Building off the success of Nimrod: Green Day went in a different direction with 2000’s Warning. The music remained peppy and spirited but the lyrics reflected new-found maturity and sticking closer to Pop – perhaps less Punk than any album they had written to that point in time. Their slickest and most grown-up album; it did divide some critics that felt the band should stick with what they did best. In fact, the U.S. legends progressed their sound and wrote an album that is their most underrated. Still snarling and rebellious in places; its strengths in the cohesiveness and consistency of the material. The title track is a perfect example of the solid and nuanced material that can be found throughout Warning. Billie Joe Armstrong wanted to create whose lyrics consisted signs and labels. The idea sprouted and grew from there and it rose to number three in the U.S. Rock chart.

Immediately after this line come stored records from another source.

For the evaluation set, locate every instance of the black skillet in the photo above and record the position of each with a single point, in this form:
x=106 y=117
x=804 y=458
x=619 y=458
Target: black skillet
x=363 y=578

Making the top 40 in the U.K. and impressing critics: it is one of the most successful songs from the record. If the overall record split some reviewers and fans its title track was a lot more successful. A track that showed Green Day could be more organic and mature without losing their appeal and wonder.
Basket Case (Dookie)
Ending with, in many people’s eyes, the best Green Day song. It is certainly one of their earliest classics and remains a live staple. The third single from the band’s third album was one of the most personal songs from Armstrong. It reflects anxiety and panic that was building in his body – shortly before he was diagnosed with a panic disorder/anxiety. He felt the only way to understand it and make sense was to get it out in music. There is no denying what a legacy this one track has and how it has been taken to heart. It scooped a Grammy nomination for Best Rock Vocal by a Duo or Group and was named the best Punk song ever by Mike Davis and Zane Lowe (as part of their Lock Up Special on Radio 1). Basket Case has also been voted 33rd-best Hard Rock song by VH1 and topped many other polls. One cannot hear the song without singing along and repeating it. Not just topics and struggles reserved for Armstrong himself. Many fans and listeners connect with the song’s messages and find solace in its, if vivid and eccentric, mandates. The song’s video was actually filmed in a real institution – at the request of the band – and gives extra meaning and reality to a song that summed up a remarkable album (Dookie).